Aftewards we had a buffet luncheon with officials from the schools we will be teaching at. Each of the three training groups put on a performance. The other two training hubs managed to retain their dignity, one of them reading a Chinese poem along with a slide show of their training and another reciting a Chinese creation myth and acting it out on stage. Our group performed a pop Chinese love ballad that had all the earmarks of corny written all over it. Nonetheless the audience loved it and I was asked afterward by the assitant dean of my college to perform for the incoming freshman next month. I offered a more tasteful alternative: I had translated Bob Dylan's "Knockin' on Heaven's Door" into Chinese (with the help of my language teacher) and performed it at the end of our language class, and so will try to get away with that. I should say that volunteers are often asked to sing and perform and it becomes quite a source of irritation because, well, many are not comfortable doing so and it seems especially inappropriate in a classroom setting. But when in Chengdu. . .
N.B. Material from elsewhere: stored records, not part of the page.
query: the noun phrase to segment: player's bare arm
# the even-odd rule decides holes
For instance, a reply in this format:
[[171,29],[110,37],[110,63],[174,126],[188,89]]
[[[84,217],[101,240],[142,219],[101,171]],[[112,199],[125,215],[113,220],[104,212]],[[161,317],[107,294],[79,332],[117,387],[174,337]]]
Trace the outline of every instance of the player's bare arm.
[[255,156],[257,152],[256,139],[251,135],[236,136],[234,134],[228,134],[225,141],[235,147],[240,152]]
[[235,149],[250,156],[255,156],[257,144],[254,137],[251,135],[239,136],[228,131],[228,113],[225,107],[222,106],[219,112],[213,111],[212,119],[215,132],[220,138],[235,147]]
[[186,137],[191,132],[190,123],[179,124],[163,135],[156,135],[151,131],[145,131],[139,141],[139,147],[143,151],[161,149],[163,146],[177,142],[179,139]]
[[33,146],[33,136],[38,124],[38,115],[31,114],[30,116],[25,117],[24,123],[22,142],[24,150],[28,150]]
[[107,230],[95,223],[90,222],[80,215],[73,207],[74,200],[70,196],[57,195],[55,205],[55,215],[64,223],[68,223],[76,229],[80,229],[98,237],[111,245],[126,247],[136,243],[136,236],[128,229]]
After the performance, speeches and lunch we were off. It was strange to think that I will see very little of the people I spent the last two months less. We have an official training session in mid-January for a few weeks between semesters and a summer project. But that's about it.
I'm not good at good-byes so except for one other volunteer who as become a good friend and ho I will definitely visit in Chongqing I snuck out of the room wishing everyone well on their journey.